On the other hand, an independent evaluation of Success for All by Elizabeth Jones and Gary and Denise Gottfredson of the University of Maryland showed an average effect of near zero--that is, Success for All students scored about the 50th percentile or the same as matched control groups. In five of 10 comparisons, the Maryland group found that control groups outscored Success for All students. The Maryland group also compiled six estimated effects from other independent evaluations of Success for All. In two cases, Success for All students did better than control groups; in two cases, the differences were not educationally significant; and in two instances, control groups outscored Success for All students.
Success for All's expressed goal is to bring all children to or near grade level by 3rd grade so they may progress normally in the later grades. In another independent evaluation, Richard Venezky of the University of Delaware pointed out: "According to the project's own reports, Success for All has clearly not led to all students' achieving at or near grade level by the end of grade 3, even with only reading and language arts [which Success for All emphasizes] included in the outcomes assessment." Mr. Slavin and Ms. Fashola make no mention of their own negative findings in their Kappan report.
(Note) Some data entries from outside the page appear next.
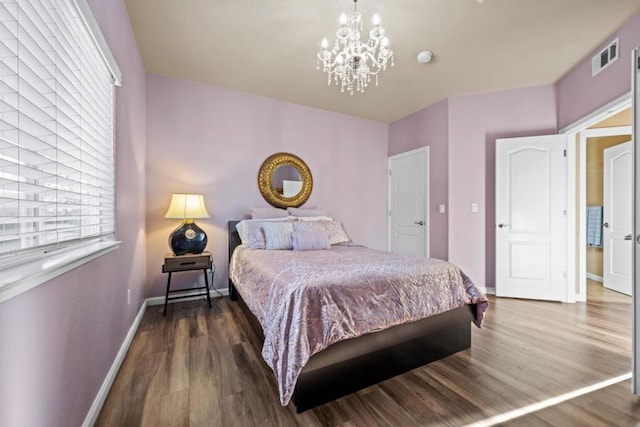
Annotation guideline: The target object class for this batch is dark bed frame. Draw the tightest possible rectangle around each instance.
[227,221,476,413]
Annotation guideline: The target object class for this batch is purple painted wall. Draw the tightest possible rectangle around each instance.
[388,99,449,260]
[449,85,556,287]
[146,74,388,296]
[556,14,640,129]
[0,0,146,427]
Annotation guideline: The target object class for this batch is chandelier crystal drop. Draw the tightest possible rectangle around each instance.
[317,0,393,95]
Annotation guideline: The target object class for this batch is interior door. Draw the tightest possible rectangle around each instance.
[389,147,429,256]
[602,142,633,295]
[496,135,567,301]
[631,48,640,394]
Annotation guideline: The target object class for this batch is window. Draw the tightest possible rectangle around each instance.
[0,0,121,302]
[0,0,115,256]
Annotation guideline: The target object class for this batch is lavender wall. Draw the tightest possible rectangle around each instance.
[388,99,449,259]
[0,0,146,427]
[556,14,640,129]
[449,85,556,287]
[146,74,388,296]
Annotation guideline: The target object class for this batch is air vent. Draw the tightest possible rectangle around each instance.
[591,38,620,77]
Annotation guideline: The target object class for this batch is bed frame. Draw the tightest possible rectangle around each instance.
[227,221,476,413]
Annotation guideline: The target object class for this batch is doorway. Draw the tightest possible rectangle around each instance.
[576,114,633,301]
[387,147,429,257]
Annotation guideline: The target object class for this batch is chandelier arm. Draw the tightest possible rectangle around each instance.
[317,0,393,95]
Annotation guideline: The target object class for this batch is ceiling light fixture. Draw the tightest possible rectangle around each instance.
[317,0,393,95]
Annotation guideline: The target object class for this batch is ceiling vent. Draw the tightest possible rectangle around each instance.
[591,38,620,77]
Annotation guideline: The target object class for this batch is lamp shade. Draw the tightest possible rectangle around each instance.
[164,194,209,219]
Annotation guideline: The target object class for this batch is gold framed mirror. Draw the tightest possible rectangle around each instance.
[258,153,313,208]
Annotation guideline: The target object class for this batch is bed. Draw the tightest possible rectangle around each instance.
[228,221,487,412]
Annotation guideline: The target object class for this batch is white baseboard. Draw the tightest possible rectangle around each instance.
[82,288,229,427]
[147,288,229,306]
[82,300,147,427]
[478,286,496,295]
[587,273,604,283]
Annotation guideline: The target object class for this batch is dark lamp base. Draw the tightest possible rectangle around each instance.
[169,221,207,255]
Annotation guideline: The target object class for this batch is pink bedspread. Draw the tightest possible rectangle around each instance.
[229,245,488,405]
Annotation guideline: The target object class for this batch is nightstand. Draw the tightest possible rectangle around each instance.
[162,252,215,315]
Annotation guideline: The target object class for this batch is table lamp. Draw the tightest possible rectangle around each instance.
[164,194,209,255]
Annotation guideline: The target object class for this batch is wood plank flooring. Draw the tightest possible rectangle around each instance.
[97,283,640,426]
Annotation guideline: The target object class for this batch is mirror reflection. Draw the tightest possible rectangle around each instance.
[258,153,313,208]
[271,165,302,197]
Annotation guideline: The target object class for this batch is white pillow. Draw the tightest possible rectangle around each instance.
[287,208,327,217]
[295,216,333,221]
[249,208,289,219]
[262,221,293,250]
[236,216,296,249]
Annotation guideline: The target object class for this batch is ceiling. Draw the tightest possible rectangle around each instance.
[126,0,640,122]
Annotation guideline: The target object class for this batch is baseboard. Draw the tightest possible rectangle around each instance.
[476,286,496,295]
[82,300,147,427]
[587,273,604,283]
[82,288,229,427]
[147,288,229,306]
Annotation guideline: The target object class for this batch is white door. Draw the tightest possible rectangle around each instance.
[602,142,633,295]
[496,135,567,301]
[631,48,640,394]
[389,147,429,256]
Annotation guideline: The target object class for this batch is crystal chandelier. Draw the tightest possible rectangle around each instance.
[317,0,393,95]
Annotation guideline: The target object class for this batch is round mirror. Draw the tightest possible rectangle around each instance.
[258,153,313,208]
[271,165,302,197]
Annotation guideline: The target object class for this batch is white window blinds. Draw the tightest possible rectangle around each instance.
[0,0,115,255]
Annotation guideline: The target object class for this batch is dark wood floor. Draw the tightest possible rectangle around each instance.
[97,283,640,426]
|Federal funds continue to support the promulgation and biased evaluation of failed programs.|
Mr. Venezky carried out a Success for All evaluation in Baltimore, where the program originated and should do well. He, nonetheless, concluded that the average Success for All student failed to reach grade-level performance by the end of grade 3. Even with further Success for All instruction, students continued to fall further behind national norms. By the end of 5th grade, they were almost 2.4 years behind.
Thus, the Success for All developers and independent reviewers differ hugely in their estimates of its effectiveness. Any one or all of the following reasons probably account for these differences:
1. Success for All insists that 80 percent of the teachers vote to adopt the program in a secret ballot, but such schools are unusual in consensus and determination. Even if matched in socioeconomic status to control schools, they are hardly run-of-the-mill schools, where such consensus is rarely reached.
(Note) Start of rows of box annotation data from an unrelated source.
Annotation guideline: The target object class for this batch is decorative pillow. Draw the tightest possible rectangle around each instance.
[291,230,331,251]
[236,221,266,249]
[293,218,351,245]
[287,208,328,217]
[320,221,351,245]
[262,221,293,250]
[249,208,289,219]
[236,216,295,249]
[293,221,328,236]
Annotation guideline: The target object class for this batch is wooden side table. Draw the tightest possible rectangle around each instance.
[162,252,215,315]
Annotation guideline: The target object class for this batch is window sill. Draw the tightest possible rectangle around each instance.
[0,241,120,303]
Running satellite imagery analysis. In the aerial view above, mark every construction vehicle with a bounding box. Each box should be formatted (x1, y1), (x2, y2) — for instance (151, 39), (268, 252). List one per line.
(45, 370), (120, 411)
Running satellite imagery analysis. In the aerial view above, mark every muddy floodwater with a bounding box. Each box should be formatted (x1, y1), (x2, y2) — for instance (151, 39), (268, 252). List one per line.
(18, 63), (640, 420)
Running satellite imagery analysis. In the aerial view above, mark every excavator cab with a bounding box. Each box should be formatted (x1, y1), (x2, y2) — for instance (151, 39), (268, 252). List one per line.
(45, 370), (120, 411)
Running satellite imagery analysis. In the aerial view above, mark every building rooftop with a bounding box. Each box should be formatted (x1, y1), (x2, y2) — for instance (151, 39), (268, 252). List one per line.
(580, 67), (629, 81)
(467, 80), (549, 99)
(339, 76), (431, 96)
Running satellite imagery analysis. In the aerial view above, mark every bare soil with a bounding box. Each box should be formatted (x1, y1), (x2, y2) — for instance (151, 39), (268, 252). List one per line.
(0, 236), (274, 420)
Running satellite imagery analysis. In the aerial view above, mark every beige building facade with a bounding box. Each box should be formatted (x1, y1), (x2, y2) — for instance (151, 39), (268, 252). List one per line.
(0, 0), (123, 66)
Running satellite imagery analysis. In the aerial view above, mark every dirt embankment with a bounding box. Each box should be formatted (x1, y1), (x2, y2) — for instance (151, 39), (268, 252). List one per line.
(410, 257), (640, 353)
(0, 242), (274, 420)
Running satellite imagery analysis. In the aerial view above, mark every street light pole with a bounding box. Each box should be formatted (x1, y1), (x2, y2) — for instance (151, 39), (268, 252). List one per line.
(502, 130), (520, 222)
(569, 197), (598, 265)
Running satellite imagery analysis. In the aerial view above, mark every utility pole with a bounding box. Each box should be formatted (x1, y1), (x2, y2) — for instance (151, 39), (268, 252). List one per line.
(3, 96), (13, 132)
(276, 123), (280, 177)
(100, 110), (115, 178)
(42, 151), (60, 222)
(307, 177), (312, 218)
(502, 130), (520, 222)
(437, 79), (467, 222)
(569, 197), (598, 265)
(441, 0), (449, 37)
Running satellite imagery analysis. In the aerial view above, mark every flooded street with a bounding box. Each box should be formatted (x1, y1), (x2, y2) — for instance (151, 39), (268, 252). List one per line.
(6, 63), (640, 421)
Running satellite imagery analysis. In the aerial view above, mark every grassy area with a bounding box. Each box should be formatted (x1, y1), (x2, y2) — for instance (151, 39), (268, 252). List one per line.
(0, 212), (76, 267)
2. Success for All concentrates on reading, possibly sacrificing math, science, and other subjects. Reading results are misleading estimates of the program's overall effects on the broad range of primary school subjects and skills.
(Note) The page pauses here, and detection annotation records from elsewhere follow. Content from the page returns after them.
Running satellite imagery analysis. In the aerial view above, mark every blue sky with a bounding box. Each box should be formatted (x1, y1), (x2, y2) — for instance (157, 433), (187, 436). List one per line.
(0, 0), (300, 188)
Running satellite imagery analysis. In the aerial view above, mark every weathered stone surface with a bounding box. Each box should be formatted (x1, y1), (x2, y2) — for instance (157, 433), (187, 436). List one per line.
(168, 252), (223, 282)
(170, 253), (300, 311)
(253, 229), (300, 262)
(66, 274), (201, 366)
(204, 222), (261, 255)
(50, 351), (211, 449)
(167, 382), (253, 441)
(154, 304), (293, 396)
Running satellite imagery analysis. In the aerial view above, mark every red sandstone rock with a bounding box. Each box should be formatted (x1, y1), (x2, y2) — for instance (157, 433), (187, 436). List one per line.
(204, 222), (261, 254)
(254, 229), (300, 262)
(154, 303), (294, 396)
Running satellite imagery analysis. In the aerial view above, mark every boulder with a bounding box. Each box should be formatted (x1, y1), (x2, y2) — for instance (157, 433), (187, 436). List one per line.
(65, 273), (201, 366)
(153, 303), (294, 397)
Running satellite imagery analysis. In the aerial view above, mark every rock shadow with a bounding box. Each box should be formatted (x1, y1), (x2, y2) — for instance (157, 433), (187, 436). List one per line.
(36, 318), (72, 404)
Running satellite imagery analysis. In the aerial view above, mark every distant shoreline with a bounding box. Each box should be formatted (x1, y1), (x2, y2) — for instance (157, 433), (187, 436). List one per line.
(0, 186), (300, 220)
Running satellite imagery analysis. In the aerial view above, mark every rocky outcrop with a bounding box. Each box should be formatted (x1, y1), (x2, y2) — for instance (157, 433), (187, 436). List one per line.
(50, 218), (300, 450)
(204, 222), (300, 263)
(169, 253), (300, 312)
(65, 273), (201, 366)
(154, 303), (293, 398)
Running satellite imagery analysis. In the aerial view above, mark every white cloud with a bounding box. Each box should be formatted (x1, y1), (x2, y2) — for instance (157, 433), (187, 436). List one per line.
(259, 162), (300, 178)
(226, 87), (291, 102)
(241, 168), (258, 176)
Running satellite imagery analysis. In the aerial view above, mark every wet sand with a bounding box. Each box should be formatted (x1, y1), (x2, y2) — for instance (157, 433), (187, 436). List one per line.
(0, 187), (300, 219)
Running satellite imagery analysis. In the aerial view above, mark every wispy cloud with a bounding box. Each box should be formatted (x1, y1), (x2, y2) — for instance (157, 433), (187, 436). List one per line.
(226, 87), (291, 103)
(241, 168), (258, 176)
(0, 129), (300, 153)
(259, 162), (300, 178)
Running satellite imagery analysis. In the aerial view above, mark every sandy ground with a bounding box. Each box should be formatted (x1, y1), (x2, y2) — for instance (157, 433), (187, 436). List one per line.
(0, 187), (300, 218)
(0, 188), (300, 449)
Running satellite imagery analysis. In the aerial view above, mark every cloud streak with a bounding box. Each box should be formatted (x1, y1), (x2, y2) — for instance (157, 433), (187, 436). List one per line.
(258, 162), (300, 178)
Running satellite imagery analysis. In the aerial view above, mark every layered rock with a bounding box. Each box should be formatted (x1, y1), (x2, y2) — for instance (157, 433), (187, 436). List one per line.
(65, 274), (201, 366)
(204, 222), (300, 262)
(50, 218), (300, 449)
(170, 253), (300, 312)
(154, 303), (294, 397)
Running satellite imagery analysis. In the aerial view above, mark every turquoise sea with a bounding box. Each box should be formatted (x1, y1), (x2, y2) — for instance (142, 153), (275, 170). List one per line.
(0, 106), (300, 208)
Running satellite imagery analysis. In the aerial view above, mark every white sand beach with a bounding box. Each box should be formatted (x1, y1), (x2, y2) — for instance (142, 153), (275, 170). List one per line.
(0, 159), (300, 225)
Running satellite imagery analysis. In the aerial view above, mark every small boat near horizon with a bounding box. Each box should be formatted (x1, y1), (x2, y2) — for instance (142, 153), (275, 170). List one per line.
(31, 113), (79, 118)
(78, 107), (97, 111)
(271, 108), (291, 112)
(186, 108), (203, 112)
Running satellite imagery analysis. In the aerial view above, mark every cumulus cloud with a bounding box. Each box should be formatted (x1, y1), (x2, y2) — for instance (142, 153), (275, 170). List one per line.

3. Unlike standardized national achievement tests used by independent evaluators, Success for All employs individually administered tests that favor the program and which are subject to biased impressions and scoring by Success for All's own evaluators.
4. In its Kappan comparisons with other programs, Success for All cites its own positive effects, not its own negative findings, nor the negative findings of independent evaluations.
The Success for All evaluation story is hardly unique. The poor progress of American students during the school years relative to those in other countries is a national tragedy, sadder still among poor and minority students who tend to fall even further behind. Five independent evaluations of the $7 billion-per-year Chapter 1 program for disadvantaged children showed little achievement difference between program and control groups.
Yet federal funds continue to support the promulgation and biased evaluation of failed programs. This is worse than doing nothing. It wastes vast resources, obscures the problem, and delays productive solutions. Diogenes, lend us your lantern.
Herbert J. Walberg is a research professor of education and psychology at the University of Illinois at Chicago. Rebecca C. Greenberg is a doctoral student at the university.